About a specific comment from @beanumber:
I'll leave it to the @jennybc and @hadley to decide whether adding two derivative columns to a data frame is an operation that will be interesting to readers.
I think there is a way to make this interesting, at least to many people. I have faced a similar challenge from analyzing ultimate frisbee data. Most people have never thought about the practical problem of using recorded game data to derive higher level game-play-based structure, such as possessions, and inferring who is on offense and which direction they are heading. It's clear you can do it, but I think you show and people will appreciate that it's not completely automatic. That's how I would frame some of that up front work.
Overall suggestion: use present rather than future tense. So "we will address", "we will detail", becomes "we address", "we detail", everywhere.
Table 1: "z coordinates" should not be plural -- should be "z coordinate".
In R, it's more correct to say "package" than "library". I'm thinking of the references to the raster package.
I really liked the intro of @seanjtaylor's review, e.g.:
The authors contribute a simple model of player movement, predicting position at a time period using their velocity and position at the last time period plus some unobserved acceleration term which can be measured using a model.
I think it should inspire a few more sentences around the player movement model and what the terms mean. Stuff like: "A player's position at time t + 1 is modelled as position at time t plus ...." Basically restating the equation in words and helping the reader attach meaning to each term. Especially once I realized how critical the "empirical eta's" were to become, I really wished for some more help from the experts about how I should think about them.
I see @beanumber already pushed back on some of the basketball lingo and sports vocabulary and I gather some changes have already been made.

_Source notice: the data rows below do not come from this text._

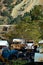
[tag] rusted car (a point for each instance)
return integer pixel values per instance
(18, 44)
(39, 55)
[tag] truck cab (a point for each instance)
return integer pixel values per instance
(3, 43)
(39, 56)
(18, 44)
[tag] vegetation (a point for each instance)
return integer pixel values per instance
(29, 26)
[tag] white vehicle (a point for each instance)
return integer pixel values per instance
(39, 56)
(29, 45)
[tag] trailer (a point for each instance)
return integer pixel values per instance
(39, 56)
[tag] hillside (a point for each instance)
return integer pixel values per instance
(10, 9)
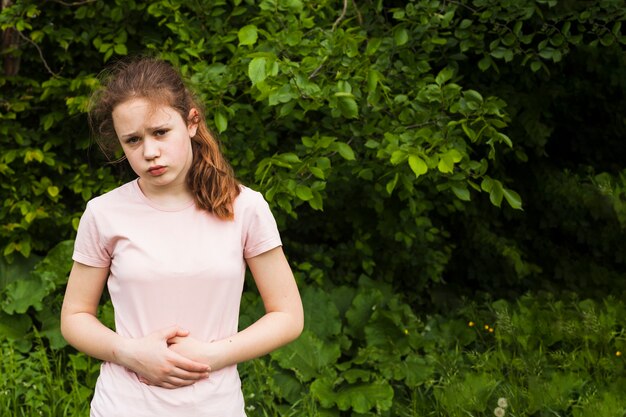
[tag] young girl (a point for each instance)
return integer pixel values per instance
(172, 247)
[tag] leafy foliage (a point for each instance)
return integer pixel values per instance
(425, 148)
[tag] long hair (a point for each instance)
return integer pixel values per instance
(211, 178)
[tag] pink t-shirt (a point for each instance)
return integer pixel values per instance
(180, 267)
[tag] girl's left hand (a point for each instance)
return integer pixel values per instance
(194, 349)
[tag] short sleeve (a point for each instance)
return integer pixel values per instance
(260, 229)
(88, 247)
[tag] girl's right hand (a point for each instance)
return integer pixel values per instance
(155, 364)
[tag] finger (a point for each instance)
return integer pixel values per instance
(173, 331)
(190, 376)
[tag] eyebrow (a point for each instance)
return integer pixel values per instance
(149, 129)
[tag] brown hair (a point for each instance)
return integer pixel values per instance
(210, 178)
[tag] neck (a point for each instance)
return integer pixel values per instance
(175, 195)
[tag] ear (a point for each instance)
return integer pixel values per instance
(193, 119)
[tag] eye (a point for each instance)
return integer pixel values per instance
(132, 140)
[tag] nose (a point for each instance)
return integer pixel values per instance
(151, 148)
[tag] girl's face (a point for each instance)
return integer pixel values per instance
(157, 143)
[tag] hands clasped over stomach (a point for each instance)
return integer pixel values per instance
(166, 358)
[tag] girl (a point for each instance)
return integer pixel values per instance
(172, 247)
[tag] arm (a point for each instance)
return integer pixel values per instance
(282, 323)
(149, 356)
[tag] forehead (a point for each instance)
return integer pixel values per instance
(141, 113)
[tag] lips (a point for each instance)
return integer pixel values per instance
(157, 170)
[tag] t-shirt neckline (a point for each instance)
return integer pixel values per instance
(155, 205)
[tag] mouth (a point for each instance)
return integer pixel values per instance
(157, 170)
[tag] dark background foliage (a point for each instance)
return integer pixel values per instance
(442, 150)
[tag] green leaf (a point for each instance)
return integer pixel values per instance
(345, 151)
(303, 192)
(308, 356)
(53, 191)
(221, 122)
(256, 70)
(392, 184)
(513, 198)
(496, 193)
(317, 172)
(14, 327)
(461, 192)
(400, 36)
(247, 35)
(397, 156)
(121, 49)
(361, 397)
(417, 164)
(348, 107)
(444, 76)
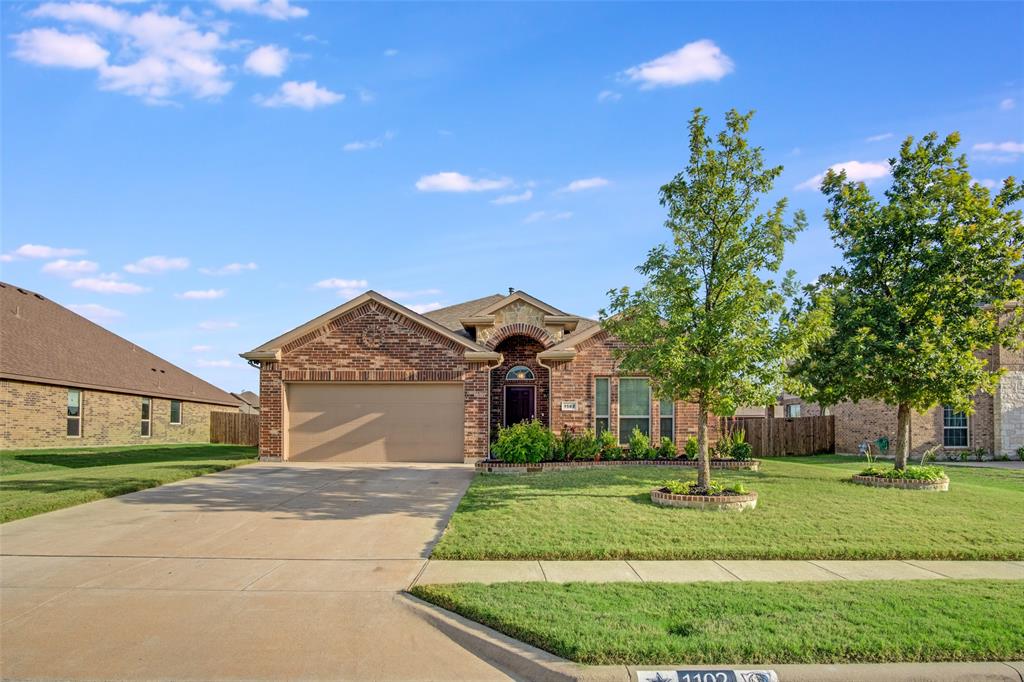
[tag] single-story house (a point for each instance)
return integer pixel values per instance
(68, 382)
(372, 380)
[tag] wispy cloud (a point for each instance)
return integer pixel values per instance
(95, 311)
(452, 181)
(306, 95)
(157, 264)
(513, 199)
(202, 294)
(267, 60)
(699, 60)
(856, 171)
(585, 183)
(70, 268)
(230, 268)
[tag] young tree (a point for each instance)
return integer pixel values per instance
(923, 287)
(707, 327)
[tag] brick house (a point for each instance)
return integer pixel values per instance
(67, 382)
(373, 380)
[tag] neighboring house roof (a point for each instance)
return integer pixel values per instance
(44, 342)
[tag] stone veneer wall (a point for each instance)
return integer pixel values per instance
(35, 416)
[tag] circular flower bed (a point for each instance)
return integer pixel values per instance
(714, 498)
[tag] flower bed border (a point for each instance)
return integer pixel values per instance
(495, 467)
(705, 502)
(904, 483)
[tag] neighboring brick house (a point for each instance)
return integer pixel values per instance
(372, 380)
(996, 424)
(67, 382)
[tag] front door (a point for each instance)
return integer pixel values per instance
(518, 405)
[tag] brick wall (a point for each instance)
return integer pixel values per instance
(35, 416)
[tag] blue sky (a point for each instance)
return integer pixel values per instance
(201, 177)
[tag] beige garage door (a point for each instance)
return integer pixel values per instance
(375, 422)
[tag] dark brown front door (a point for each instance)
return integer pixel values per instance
(518, 405)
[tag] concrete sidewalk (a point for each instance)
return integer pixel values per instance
(720, 570)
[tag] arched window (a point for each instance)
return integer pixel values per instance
(519, 373)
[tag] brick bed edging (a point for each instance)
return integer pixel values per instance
(486, 466)
(905, 483)
(706, 502)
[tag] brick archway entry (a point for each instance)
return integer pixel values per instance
(519, 350)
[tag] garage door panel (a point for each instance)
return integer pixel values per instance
(376, 422)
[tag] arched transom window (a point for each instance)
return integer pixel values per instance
(519, 373)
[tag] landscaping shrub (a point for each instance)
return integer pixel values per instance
(523, 442)
(909, 473)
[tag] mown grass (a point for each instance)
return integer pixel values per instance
(807, 509)
(752, 623)
(33, 481)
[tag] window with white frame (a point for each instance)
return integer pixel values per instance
(954, 428)
(601, 403)
(74, 413)
(634, 407)
(667, 418)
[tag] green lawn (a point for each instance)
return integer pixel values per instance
(752, 623)
(806, 510)
(33, 481)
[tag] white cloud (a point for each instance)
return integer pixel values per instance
(267, 60)
(230, 268)
(202, 294)
(425, 307)
(306, 95)
(586, 183)
(108, 284)
(95, 311)
(155, 264)
(538, 216)
(206, 363)
(699, 60)
(452, 181)
(856, 171)
(70, 268)
(374, 143)
(48, 47)
(513, 199)
(217, 325)
(278, 10)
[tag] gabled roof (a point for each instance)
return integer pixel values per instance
(274, 345)
(44, 342)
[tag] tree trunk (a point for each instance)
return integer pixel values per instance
(704, 468)
(902, 435)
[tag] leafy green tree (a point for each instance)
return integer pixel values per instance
(707, 327)
(923, 288)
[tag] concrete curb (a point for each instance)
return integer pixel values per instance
(524, 662)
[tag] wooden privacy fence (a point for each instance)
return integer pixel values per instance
(235, 428)
(778, 436)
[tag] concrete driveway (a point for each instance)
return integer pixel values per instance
(265, 571)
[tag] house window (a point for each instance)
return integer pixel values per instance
(953, 428)
(667, 421)
(74, 413)
(519, 373)
(634, 407)
(601, 402)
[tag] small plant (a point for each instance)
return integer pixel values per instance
(639, 444)
(691, 449)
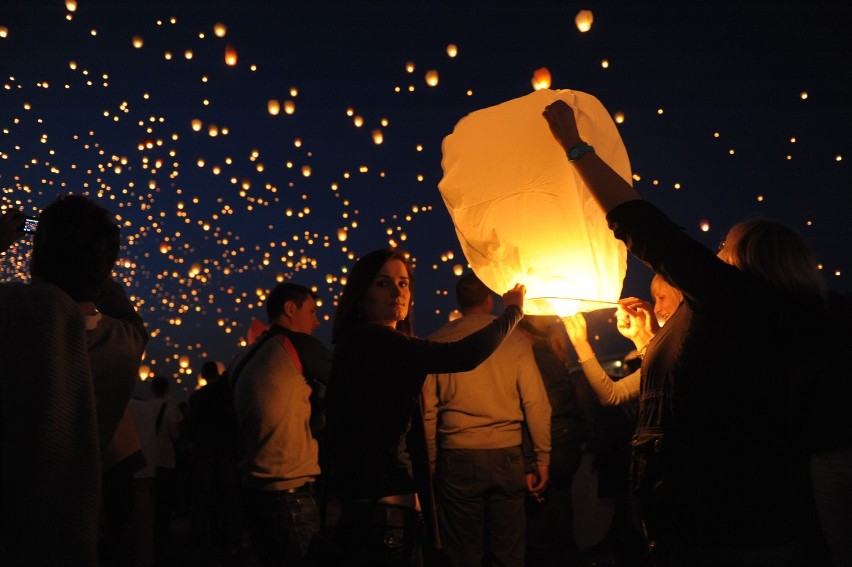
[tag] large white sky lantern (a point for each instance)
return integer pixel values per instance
(521, 211)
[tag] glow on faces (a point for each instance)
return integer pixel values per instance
(666, 302)
(304, 318)
(388, 297)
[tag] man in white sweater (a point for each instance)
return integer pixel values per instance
(273, 382)
(474, 422)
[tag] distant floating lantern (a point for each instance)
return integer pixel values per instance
(584, 20)
(541, 78)
(230, 55)
(521, 212)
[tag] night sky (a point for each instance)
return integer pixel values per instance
(729, 113)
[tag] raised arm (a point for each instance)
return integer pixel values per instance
(608, 188)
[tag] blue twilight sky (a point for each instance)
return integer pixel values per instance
(731, 111)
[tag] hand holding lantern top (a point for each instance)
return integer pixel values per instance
(563, 124)
(515, 296)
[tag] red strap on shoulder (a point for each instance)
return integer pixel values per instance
(291, 350)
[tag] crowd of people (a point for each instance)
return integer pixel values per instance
(728, 444)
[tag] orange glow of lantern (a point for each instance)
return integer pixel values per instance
(230, 55)
(541, 79)
(584, 20)
(522, 214)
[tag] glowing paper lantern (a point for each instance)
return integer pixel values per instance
(541, 79)
(521, 211)
(584, 20)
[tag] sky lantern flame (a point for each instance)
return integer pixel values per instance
(584, 20)
(541, 79)
(230, 55)
(521, 212)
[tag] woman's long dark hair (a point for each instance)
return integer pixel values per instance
(350, 308)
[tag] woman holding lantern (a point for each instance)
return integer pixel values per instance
(377, 373)
(711, 447)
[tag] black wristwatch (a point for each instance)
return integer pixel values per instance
(579, 150)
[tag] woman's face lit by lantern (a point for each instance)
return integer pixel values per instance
(389, 296)
(666, 302)
(728, 245)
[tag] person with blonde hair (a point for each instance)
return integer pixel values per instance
(635, 322)
(712, 443)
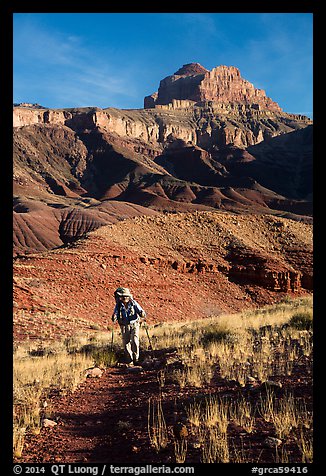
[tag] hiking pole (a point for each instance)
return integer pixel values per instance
(112, 341)
(149, 339)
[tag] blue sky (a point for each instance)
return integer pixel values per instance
(115, 59)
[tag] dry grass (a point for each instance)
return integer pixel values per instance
(251, 344)
(40, 369)
(157, 429)
(256, 344)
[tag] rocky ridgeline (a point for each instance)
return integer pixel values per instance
(222, 85)
(198, 106)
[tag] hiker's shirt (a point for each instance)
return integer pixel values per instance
(130, 314)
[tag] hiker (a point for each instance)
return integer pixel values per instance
(128, 313)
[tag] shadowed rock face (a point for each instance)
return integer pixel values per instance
(209, 140)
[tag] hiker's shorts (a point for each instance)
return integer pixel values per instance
(130, 340)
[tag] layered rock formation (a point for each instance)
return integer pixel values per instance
(181, 266)
(223, 86)
(209, 140)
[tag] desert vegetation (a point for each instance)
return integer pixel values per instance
(262, 359)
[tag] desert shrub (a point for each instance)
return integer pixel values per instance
(301, 321)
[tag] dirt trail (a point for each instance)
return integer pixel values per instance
(104, 420)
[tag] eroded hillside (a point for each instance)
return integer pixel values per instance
(179, 266)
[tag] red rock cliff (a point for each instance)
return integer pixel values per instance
(222, 85)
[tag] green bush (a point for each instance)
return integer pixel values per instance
(301, 321)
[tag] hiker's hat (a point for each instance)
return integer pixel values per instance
(123, 292)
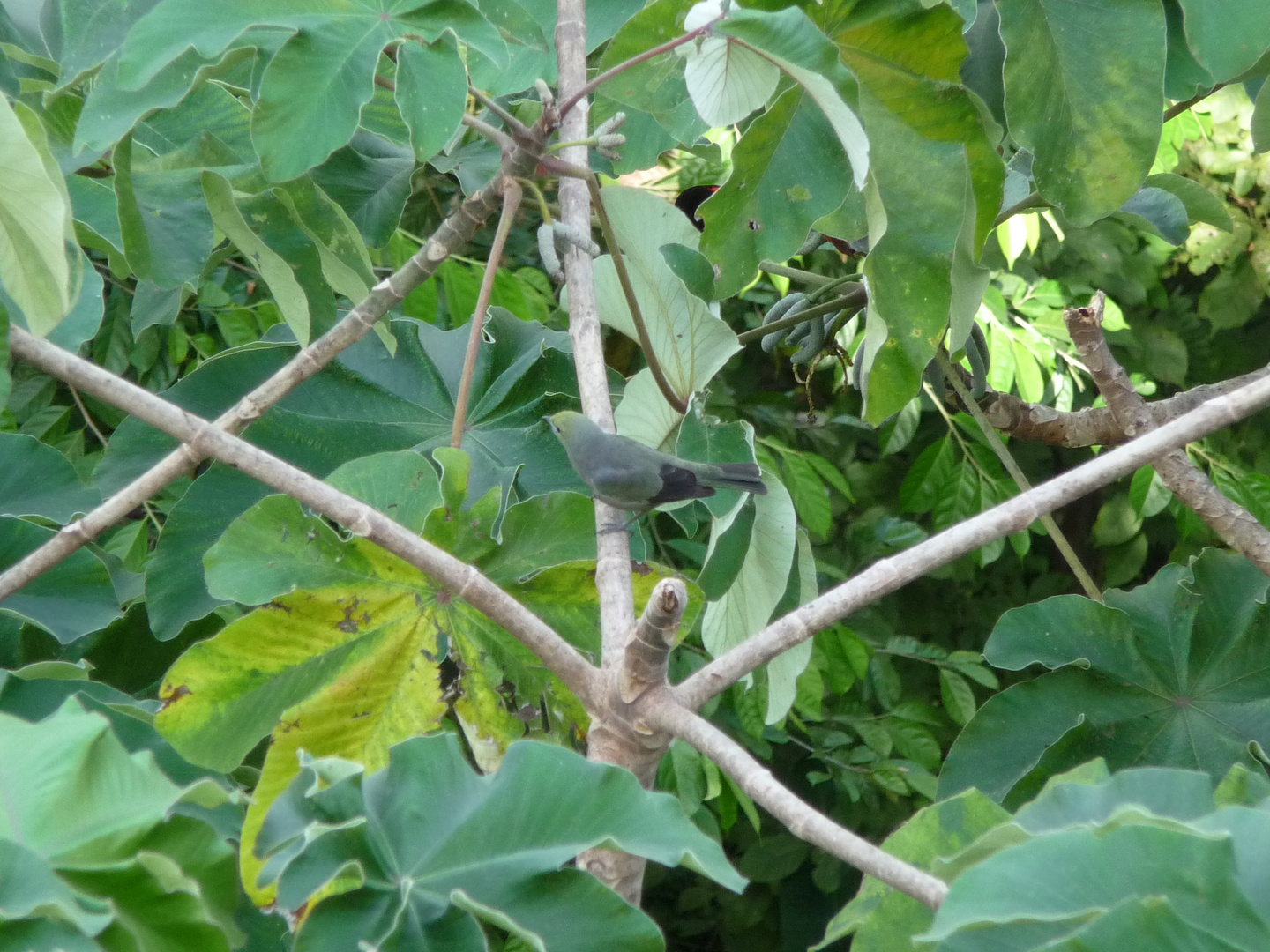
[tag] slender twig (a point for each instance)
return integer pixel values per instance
(453, 233)
(511, 205)
(803, 820)
(1095, 426)
(242, 267)
(576, 97)
(153, 519)
(1179, 108)
(497, 136)
(519, 129)
(101, 437)
(1022, 205)
(886, 576)
(544, 207)
(990, 432)
(1233, 524)
(206, 438)
(856, 299)
(677, 403)
(784, 271)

I actually like that, towards the end, the paper gets quite serious about the basketball specifics. And yet I would still like to see more of an effort to bring the wording closer to a "general public" style (at least we're not aiming for "academic journal style"!).
Overall, let me repeat that this is a great case study of what it takes to bring raw SportVU data into an analytical environment, through a statistical model, and into useful visualizations. I look forward to a few more small revisions and submission to TAS.